The decision of the Bank of England’s Monetary Policy Committee to increase rates by a quarter of a percentage point to 4.25 per cent was a further warning to borrowers who have racked up record levels of debt.

Two similar rises since November have failed to cool a boom in house prices and a rise in credit levels. Financial markets expect rates to reach more than five per cent by next year.

Unrest in the Gulf and the Middle East pushed oil prices to 13-year highs this week, with Brent crude rising above $37 a barrel at one stage in London yesterday.

Tony Blair voiced concern that increased oil prices could stifle economic recovery.

He said the Government was “looking carefully” at the increase, because higher oil prices could have a “severe” impact on the world economy. Motorists are braced for petrol prices to go even higher after a litre of unleaded moved beyond 80p last week.

The Treasury made clear last night that there were no plans to postpone a 1.42p a litre increase in petrol and diesel duty in line with inflation from Sept 1.

Mortgage lenders began to raise their lending rates immediately after the committee’s decision.

Abbey was the first major lender to pass on the increase, raising its standard variable rate from 6 per cent to 6.25 per cent. A £50,000 loan from Abbey, which holds 12 per cent of the mortgage market, will cost £10.41 more a month.

Cheltenham & Gloucester, which manages all Lloyds TSB mortgages, also raised its rate to 6.25 per cent. Other lenders said their rates were “under review”.

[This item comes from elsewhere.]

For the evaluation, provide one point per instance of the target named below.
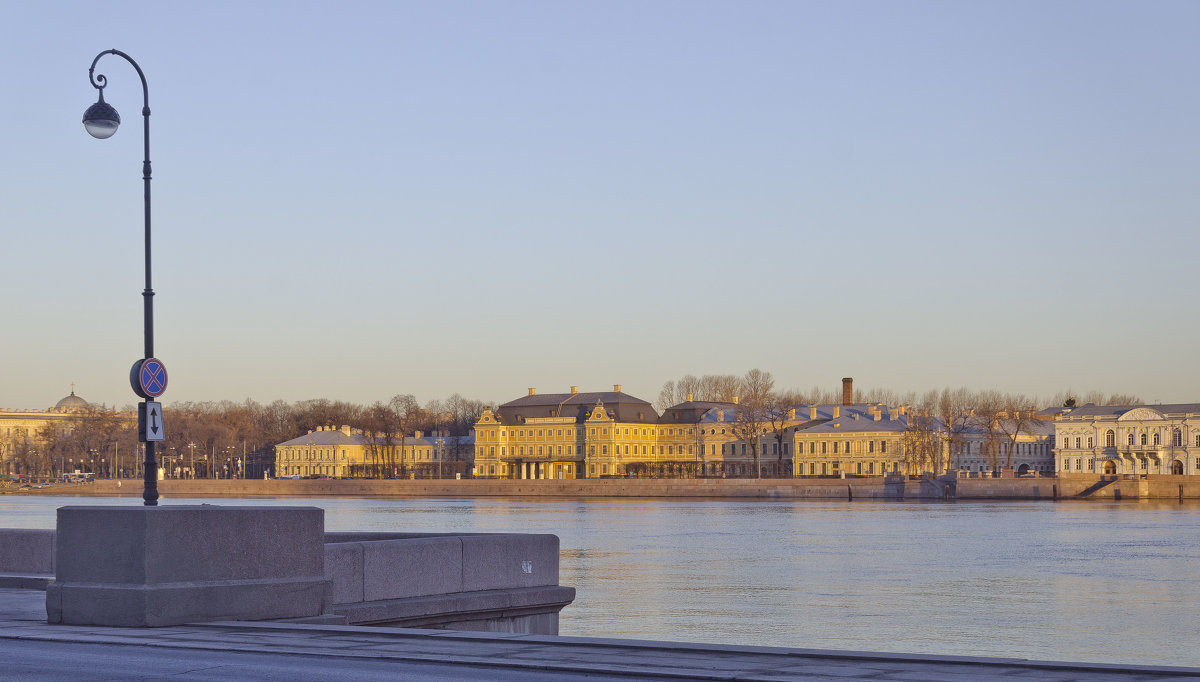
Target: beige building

The internet bank Egg and Tesco Personal Finance passed on the full 0.25 per cent increase to their savers, although Egg said its mortgage rate was under review.

The rate rise was widely anticipated in the City following the Bank’s admission last month that increases in November and February had not yet had an effect on the wider economy.

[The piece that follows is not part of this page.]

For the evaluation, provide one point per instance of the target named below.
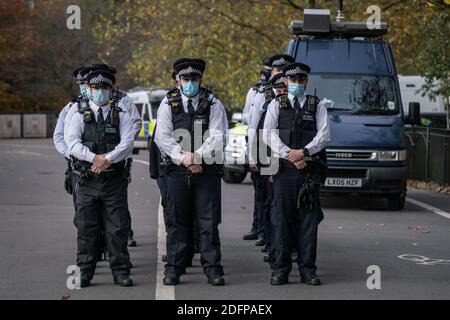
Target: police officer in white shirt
(100, 139)
(58, 135)
(303, 131)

The MPC said the rise was needed even though inflation remained low at 1.1 per cent.

In a statement accompanying the decision, it said: “Inflation has been below the two per cent target and is likely to remain so in the near term. But earnings growth has picked up and commodity prices have risen sharply.”

Mervyn King, the Bank’s governor, has urged consumers to think before taking on more debt. Some households are expected to suffer negative equity - where their mortgage exceeds the value of their property - as loan costs increase.

House prices are nevertheless expected to rise further this year. Halifax said this week that the annual rate of house price inflation last month was 19.1 per cent.

Mortgage lending rose by £9.34 billion in March. There was also a £963 million increase in credit card borrowing, leaving a collective £54.03 billion plastic debt.

i hope the housing market colapses that would be so much fun :p. ameen

Waleed.... what would you possibly gain by wishing THAT??
Sounds to me like sour-grapes from someone who didnt get their foot on the property ladder in time.
Oh dear, Oh dear, Oh dear!!!

Well said AnokhaUK

anokhauk unkil do u really think that at 19 i would want a house :p .

brit chick anty i hope ap mayaray sath bhi han main han milain ge.

all the same i hope the housing market colapses wil be fun to see the effects no?

The rates have gone up again today by another 1/4 point to 4.50%. This is bad news for home owners as repayments are going to go up. Will it cool the housing market. Remains to be seen.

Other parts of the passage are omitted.